Six 21st Century Strategies the Church Can Employ
1. Have an online address
The church needs only to buy a domain name to serve as its web address. GoDaddy, Bluehost, and HostGator are among the companies that can help with this. Domains cost $9.99 or so per year, while hosting is $6 or $7 per month, depending on how active your site will be. For less than $100 a year, your church or ministry can have an online presence.
The next step is to install WordPress software; it’s free and flexible enough to do anything you might want to do with your website.
2. Broadcast efforts locally and worldwide
Add a blog to your website. A blog is a free way for any person or group, including the church, to share the things it considers important: message, mission, and service. (The online version of this article will include an infographic that explains how to create a well-read blog.)
3. Match efforts with those in need
The church can write about a number of things on its website: what it can do, who it can do it for, when it can do it, who it has done it for, and what has happened to the persons and families for whom it has done it.
Imagine someone sitting at home alone on their computer with an “ache.” Rest assured, they will begin to look for and find answers to their ache in all the wrong places. When those answers don’t satisfy, they will start looking for real answers.
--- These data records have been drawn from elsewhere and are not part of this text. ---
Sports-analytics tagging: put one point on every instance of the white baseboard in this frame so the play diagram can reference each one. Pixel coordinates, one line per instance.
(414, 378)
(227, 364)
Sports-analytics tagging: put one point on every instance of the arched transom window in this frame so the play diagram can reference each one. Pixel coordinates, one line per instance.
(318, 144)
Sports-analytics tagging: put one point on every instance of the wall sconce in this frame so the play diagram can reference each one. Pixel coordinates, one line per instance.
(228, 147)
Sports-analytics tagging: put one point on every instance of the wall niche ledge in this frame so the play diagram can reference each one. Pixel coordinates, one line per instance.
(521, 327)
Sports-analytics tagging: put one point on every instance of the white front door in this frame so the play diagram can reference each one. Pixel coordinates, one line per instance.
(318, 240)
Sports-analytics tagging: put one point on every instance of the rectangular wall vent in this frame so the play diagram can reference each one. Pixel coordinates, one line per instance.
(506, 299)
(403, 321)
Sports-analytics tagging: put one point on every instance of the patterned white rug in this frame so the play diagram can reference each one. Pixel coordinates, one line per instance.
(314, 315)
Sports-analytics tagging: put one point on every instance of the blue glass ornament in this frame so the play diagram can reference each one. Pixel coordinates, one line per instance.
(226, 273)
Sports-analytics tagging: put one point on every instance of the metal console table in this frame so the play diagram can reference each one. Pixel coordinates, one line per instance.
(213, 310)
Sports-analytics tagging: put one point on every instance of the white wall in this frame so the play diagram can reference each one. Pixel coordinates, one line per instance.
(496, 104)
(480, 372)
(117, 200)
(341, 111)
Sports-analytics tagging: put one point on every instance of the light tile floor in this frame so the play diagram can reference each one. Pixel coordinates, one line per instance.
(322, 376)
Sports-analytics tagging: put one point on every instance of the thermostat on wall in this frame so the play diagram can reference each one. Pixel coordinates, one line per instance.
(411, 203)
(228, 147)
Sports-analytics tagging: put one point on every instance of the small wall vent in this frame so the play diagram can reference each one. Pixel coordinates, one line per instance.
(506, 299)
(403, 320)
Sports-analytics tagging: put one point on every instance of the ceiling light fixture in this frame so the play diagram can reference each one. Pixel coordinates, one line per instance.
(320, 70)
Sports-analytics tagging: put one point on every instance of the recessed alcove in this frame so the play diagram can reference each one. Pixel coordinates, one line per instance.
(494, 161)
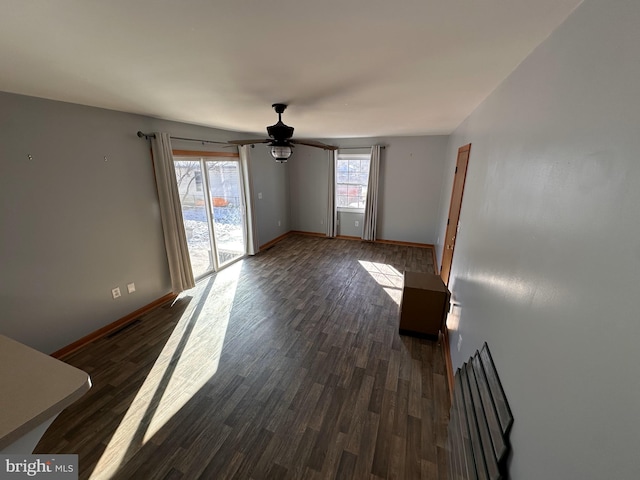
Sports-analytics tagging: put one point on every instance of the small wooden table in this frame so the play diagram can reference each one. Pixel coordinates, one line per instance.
(424, 305)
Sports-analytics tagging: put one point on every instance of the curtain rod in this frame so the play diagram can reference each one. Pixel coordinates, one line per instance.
(153, 135)
(359, 148)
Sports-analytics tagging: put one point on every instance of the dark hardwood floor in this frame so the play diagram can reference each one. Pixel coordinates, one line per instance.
(284, 365)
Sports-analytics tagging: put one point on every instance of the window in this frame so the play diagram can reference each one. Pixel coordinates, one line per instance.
(352, 177)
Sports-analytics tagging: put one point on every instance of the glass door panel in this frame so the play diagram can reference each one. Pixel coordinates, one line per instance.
(227, 206)
(194, 212)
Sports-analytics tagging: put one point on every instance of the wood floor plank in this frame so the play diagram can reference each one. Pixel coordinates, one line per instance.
(285, 365)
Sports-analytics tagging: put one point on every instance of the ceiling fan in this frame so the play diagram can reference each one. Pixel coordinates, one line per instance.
(280, 139)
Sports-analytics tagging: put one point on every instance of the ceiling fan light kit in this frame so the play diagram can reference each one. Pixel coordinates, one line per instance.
(280, 139)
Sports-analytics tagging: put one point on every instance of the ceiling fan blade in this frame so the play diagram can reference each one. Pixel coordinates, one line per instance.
(313, 143)
(248, 142)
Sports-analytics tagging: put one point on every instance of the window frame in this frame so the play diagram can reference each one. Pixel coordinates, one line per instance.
(347, 157)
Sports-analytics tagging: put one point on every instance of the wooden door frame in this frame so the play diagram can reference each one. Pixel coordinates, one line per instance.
(462, 150)
(445, 331)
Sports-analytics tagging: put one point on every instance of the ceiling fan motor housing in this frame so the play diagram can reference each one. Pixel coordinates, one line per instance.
(280, 131)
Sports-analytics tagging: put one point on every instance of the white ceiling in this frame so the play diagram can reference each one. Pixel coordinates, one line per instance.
(347, 68)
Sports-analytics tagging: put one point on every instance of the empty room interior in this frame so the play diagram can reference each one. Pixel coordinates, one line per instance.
(232, 294)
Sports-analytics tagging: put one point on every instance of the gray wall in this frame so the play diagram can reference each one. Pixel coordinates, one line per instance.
(73, 225)
(410, 188)
(271, 181)
(309, 186)
(547, 264)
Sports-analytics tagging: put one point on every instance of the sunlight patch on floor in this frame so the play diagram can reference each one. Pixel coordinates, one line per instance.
(188, 360)
(389, 278)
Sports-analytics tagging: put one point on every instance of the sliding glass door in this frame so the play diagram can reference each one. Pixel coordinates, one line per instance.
(212, 201)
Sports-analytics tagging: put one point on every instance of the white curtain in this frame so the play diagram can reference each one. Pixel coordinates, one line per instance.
(371, 205)
(332, 213)
(250, 211)
(175, 239)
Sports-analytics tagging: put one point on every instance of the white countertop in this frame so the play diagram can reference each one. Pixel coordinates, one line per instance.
(33, 388)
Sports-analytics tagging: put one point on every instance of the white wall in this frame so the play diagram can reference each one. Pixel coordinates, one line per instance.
(271, 183)
(410, 188)
(73, 225)
(547, 263)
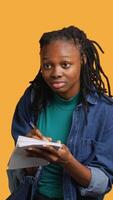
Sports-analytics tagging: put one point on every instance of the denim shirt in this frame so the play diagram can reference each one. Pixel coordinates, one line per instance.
(90, 143)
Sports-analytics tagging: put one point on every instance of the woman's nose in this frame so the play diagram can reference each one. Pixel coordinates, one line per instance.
(56, 72)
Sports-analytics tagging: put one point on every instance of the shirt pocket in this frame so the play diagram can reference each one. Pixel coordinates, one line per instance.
(86, 150)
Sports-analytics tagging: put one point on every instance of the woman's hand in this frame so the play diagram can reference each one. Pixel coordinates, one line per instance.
(51, 154)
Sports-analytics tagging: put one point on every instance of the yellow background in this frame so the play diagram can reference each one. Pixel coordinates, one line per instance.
(21, 24)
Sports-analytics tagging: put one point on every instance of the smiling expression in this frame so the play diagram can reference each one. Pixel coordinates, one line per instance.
(61, 66)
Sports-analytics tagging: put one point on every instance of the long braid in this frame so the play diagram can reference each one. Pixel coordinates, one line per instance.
(91, 70)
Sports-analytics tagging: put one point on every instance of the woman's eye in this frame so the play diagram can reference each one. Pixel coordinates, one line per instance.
(47, 66)
(66, 65)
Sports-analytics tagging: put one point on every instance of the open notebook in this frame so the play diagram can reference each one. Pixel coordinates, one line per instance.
(19, 159)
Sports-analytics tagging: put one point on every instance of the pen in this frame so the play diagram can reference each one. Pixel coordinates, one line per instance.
(32, 125)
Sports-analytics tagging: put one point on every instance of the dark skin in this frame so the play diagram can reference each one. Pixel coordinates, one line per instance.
(61, 64)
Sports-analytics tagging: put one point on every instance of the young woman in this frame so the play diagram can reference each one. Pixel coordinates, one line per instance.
(68, 101)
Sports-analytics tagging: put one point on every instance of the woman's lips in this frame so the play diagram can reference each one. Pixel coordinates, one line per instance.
(58, 85)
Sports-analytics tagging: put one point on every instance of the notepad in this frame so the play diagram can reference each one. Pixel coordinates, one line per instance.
(32, 142)
(19, 159)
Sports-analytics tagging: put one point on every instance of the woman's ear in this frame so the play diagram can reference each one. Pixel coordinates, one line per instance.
(83, 59)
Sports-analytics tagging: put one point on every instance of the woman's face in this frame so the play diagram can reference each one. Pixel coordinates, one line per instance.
(61, 66)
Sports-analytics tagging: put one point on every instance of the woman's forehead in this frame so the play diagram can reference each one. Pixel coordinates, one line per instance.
(65, 48)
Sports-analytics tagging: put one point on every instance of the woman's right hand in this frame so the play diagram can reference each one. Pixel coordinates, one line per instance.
(34, 133)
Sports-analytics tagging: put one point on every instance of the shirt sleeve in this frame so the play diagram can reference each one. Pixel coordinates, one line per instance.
(98, 184)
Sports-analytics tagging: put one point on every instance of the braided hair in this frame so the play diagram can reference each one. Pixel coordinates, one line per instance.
(91, 70)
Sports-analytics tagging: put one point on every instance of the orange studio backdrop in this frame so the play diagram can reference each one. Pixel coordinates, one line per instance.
(22, 23)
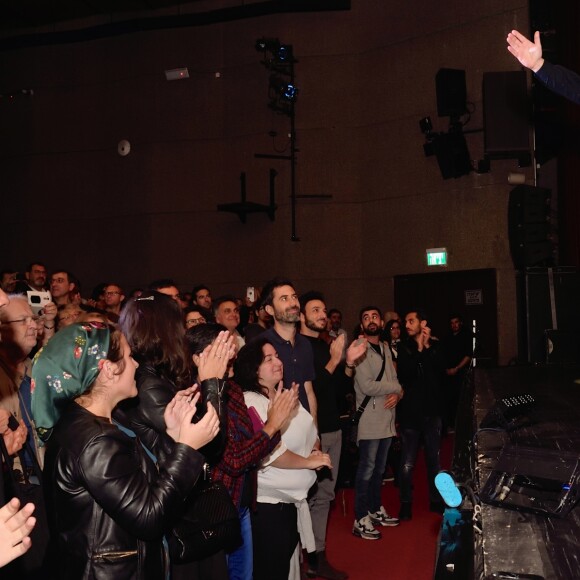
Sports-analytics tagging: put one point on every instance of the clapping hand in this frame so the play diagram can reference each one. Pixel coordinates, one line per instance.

Why shouldn’t the church, your church, be there online to provide the right answer? The first time. A church website done correctly can do that.
4. Gather two or more together for fellowship
Facebook has groups. Google has hangouts. The church can provide a forum via its website where people can log on and interact in real time on any appropriate topic. The church website becomes the medium. The interaction on the church’s website is the social in social media. Of course, people can and will physically come to the church, too.
5. Offer something
There are four reasons people go online and share what they find! People want to be inspired, educated, entertained, and led.
Does your church do any, some, or all of these things? Put them on your website and people will find your church.
6. Provide real answers to real questions people have
Remember when you thought your kids would never talk about “that” with their friends? Only they did. Make no mistake, kids and adults alike are still asking the same questions. Only now they are using Google to find the answer. Google doesn’t give the answer. Google just serves up answers. If the church is answering questions that real people have, real people will find the church.
All of these tactics are great:
• Use content marketing
• Display what your church does best.
• Take your church’s message into all the world.
• Allow web visitors to search, find, and learn that the church is the answer to what ails them.
Do These 21st Century Tactics Work?
Isn’t the web already inundated with so much stuff that nothing new will be found? If the church puts something churchy and Bible-y online, can it still be found?
Yes, these approaches still work.
Consider these four recent case studies of organic search results from real people who visited websites looking for answers.
In the first five months of 2015:
• The Hooked on the Book website (http://hookedonthebook.com/) devoted to “Getting Kids Excited about all 66 Books in the Bible saw 26,689 visitors!
• Project Teach a Child (http://projectteachachild.com/), devoted to teaching Hinduism to children, had 1,231 visits.
• Bible Story Boards (www.biblestoryboards.com), launched in January and devoted to sharing the Bible in 15 simple pictures, was visited by 735 people.
• Inbound Church (http://inboundchurch.org/), which provides an interactive worship experience online 24/7 (and which was also launched in January), saw 408 visits.
What does your church do that nobody else can do?
Get that message up on your website. Then watch . . . people will come.